Patchwork [v4,05/11] suspend: add infrastructure

login
register
mail settings
Submitter Gerd Hoffmann
Date Feb. 9, 2012, 5:05 p.m.
Message ID <1328807143-29499-6-git-send-email-kraxel@redhat.com>
Download mbox | patch
Permalink /patch/140409/
State New
Headers show

Comments

Gerd Hoffmann - Feb. 9, 2012, 5:05 p.m.
This patch adds some infrastructure to handle suspend and resume to
qemu.  First there are two functions to switch state and second there
is a suspend notifier:

 * qemu_system_suspend_request is supposed to be called when the
   guest asks for being be suspended, for example via ACPI.

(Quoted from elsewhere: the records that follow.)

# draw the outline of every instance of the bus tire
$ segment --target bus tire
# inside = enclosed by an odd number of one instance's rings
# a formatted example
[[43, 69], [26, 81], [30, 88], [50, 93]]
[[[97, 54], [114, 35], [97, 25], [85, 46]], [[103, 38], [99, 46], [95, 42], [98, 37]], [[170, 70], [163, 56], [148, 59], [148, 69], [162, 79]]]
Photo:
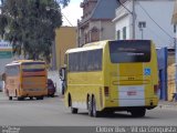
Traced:
[[30, 96], [30, 100], [33, 100], [33, 96]]
[[40, 100], [43, 100], [43, 96], [40, 96]]
[[95, 96], [92, 98], [92, 113], [94, 117], [100, 116], [100, 112], [96, 109], [96, 99]]
[[12, 100], [12, 96], [9, 96], [9, 100]]
[[79, 109], [76, 109], [76, 108], [71, 108], [71, 113], [72, 114], [76, 114], [79, 112]]
[[18, 100], [19, 100], [19, 101], [22, 101], [22, 100], [24, 100], [24, 98], [22, 98], [22, 96], [18, 96]]
[[87, 98], [87, 112], [90, 116], [93, 116], [93, 104], [91, 96]]
[[71, 105], [71, 113], [72, 114], [76, 114], [79, 112], [79, 109], [72, 106], [72, 99], [71, 99], [71, 96], [70, 96], [70, 101], [69, 102], [70, 102], [70, 105]]
[[143, 117], [146, 114], [146, 109], [144, 108], [132, 109], [131, 114], [133, 117]]

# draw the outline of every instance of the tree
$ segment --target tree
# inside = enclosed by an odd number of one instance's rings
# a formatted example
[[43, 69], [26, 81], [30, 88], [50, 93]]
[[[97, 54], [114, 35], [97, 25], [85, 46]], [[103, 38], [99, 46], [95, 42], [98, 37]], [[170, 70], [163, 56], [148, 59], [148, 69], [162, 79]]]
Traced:
[[65, 7], [69, 2], [1, 0], [0, 34], [12, 43], [14, 54], [23, 53], [33, 60], [44, 58], [50, 62], [55, 29], [62, 24], [60, 6]]

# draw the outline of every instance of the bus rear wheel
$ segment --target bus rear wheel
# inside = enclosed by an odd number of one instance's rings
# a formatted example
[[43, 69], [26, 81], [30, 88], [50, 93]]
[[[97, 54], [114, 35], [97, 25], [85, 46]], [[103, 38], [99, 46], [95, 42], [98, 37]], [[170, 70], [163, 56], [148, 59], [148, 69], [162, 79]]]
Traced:
[[133, 117], [143, 117], [146, 114], [146, 109], [144, 108], [132, 109], [131, 114]]

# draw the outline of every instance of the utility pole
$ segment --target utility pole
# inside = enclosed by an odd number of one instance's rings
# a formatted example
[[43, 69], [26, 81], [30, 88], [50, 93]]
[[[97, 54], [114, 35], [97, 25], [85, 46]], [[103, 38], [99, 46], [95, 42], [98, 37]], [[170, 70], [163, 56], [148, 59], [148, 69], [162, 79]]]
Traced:
[[132, 0], [132, 38], [133, 39], [135, 39], [135, 19], [136, 19], [135, 1], [136, 0]]

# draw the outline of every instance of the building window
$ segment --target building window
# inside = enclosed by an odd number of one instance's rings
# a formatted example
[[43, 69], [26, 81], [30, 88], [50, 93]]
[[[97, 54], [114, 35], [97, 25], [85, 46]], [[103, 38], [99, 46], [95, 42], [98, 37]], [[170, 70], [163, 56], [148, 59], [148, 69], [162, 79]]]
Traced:
[[91, 42], [98, 40], [100, 40], [100, 31], [96, 27], [93, 27], [93, 29], [91, 30]]
[[121, 40], [121, 31], [117, 30], [117, 40]]
[[126, 27], [123, 28], [123, 39], [126, 39]]

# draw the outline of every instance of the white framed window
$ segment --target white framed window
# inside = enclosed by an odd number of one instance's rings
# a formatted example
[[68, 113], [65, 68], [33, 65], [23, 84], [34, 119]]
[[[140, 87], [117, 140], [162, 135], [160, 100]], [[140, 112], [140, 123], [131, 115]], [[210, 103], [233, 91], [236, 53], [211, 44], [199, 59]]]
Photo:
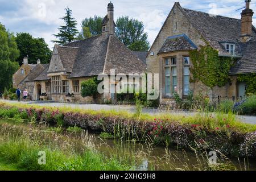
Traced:
[[184, 56], [183, 60], [183, 95], [188, 96], [189, 92], [190, 59], [188, 56]]
[[60, 76], [55, 76], [52, 77], [52, 93], [61, 93], [61, 86]]
[[235, 44], [226, 43], [226, 50], [232, 55], [234, 55], [235, 52]]
[[69, 82], [68, 80], [62, 81], [62, 90], [64, 93], [68, 93], [69, 91]]

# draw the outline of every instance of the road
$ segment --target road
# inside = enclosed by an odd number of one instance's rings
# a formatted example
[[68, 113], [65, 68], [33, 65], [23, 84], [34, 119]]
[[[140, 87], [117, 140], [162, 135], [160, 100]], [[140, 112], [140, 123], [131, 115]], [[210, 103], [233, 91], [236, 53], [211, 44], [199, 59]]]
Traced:
[[[16, 101], [7, 101], [2, 100], [3, 102], [9, 103], [19, 103]], [[20, 102], [20, 104], [25, 103], [23, 101]], [[72, 103], [63, 103], [63, 102], [43, 102], [43, 101], [27, 101], [26, 102], [26, 104], [33, 104], [37, 105], [42, 106], [51, 106], [55, 107], [67, 107], [72, 109], [81, 109], [86, 110], [115, 110], [119, 111], [126, 111], [129, 113], [133, 113], [135, 111], [135, 107], [133, 106], [117, 106], [117, 105], [99, 105], [99, 104], [72, 104]], [[142, 113], [147, 113], [152, 115], [156, 115], [159, 114], [163, 114], [165, 113], [179, 115], [194, 115], [198, 114], [198, 112], [191, 112], [191, 111], [177, 111], [172, 110], [166, 110], [163, 109], [143, 109]], [[201, 114], [204, 114], [201, 113]], [[214, 115], [214, 114], [213, 114]], [[237, 115], [237, 119], [241, 122], [254, 124], [256, 125], [256, 117], [255, 116], [247, 116], [247, 115]]]

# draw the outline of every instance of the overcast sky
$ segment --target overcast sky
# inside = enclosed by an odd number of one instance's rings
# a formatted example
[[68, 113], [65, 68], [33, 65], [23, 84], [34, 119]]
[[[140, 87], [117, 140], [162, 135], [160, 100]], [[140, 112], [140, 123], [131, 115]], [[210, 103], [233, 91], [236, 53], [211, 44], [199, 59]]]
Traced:
[[[174, 2], [173, 0], [112, 0], [115, 20], [120, 16], [129, 15], [143, 22], [148, 39], [152, 43], [166, 19]], [[77, 21], [77, 28], [83, 19], [94, 15], [105, 16], [109, 1], [107, 0], [0, 0], [0, 22], [11, 31], [28, 32], [34, 37], [45, 39], [49, 48], [51, 40], [63, 24], [64, 9], [69, 7]], [[241, 18], [244, 0], [181, 0], [183, 7]], [[253, 24], [256, 26], [256, 0], [252, 0], [251, 9], [255, 14]]]

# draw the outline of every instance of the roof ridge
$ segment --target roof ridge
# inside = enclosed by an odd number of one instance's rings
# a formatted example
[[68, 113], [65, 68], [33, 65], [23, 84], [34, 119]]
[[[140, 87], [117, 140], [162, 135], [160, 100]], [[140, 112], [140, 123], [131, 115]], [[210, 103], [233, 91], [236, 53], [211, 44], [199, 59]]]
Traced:
[[[189, 11], [192, 11], [201, 13], [206, 14], [208, 14], [208, 15], [211, 15], [212, 14], [210, 13], [205, 13], [205, 12], [204, 12], [204, 11], [197, 11], [197, 10], [191, 10], [191, 9], [189, 9], [185, 8], [185, 7], [181, 7], [183, 9], [187, 10], [189, 10]], [[218, 14], [212, 14], [212, 15], [216, 15], [216, 16], [221, 16], [221, 17], [224, 17], [224, 18], [226, 18], [233, 19], [236, 19], [236, 20], [241, 21], [241, 19], [239, 19], [239, 18], [232, 18], [232, 17], [229, 17], [229, 16], [223, 16], [223, 15], [218, 15]]]

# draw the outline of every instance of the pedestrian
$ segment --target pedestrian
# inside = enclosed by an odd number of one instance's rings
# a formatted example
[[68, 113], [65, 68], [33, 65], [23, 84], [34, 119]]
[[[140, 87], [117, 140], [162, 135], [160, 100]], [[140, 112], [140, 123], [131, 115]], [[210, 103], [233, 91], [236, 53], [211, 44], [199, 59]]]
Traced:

 * qemu_system_wakeup_request is supposed to be called on events
   which should wake up the guest.

 * qemu_register_suspend_notifier can be used to register a notifier
   which will be called when the guest is suspended.  Machine types
   and device models can hook in there to modify state if needed.

 * qemu_register_wakeup_notifier can be used to register a notifier
   which will be called when the guest is woken up.  Machine types
   and device models can hook in there to modify state if needed.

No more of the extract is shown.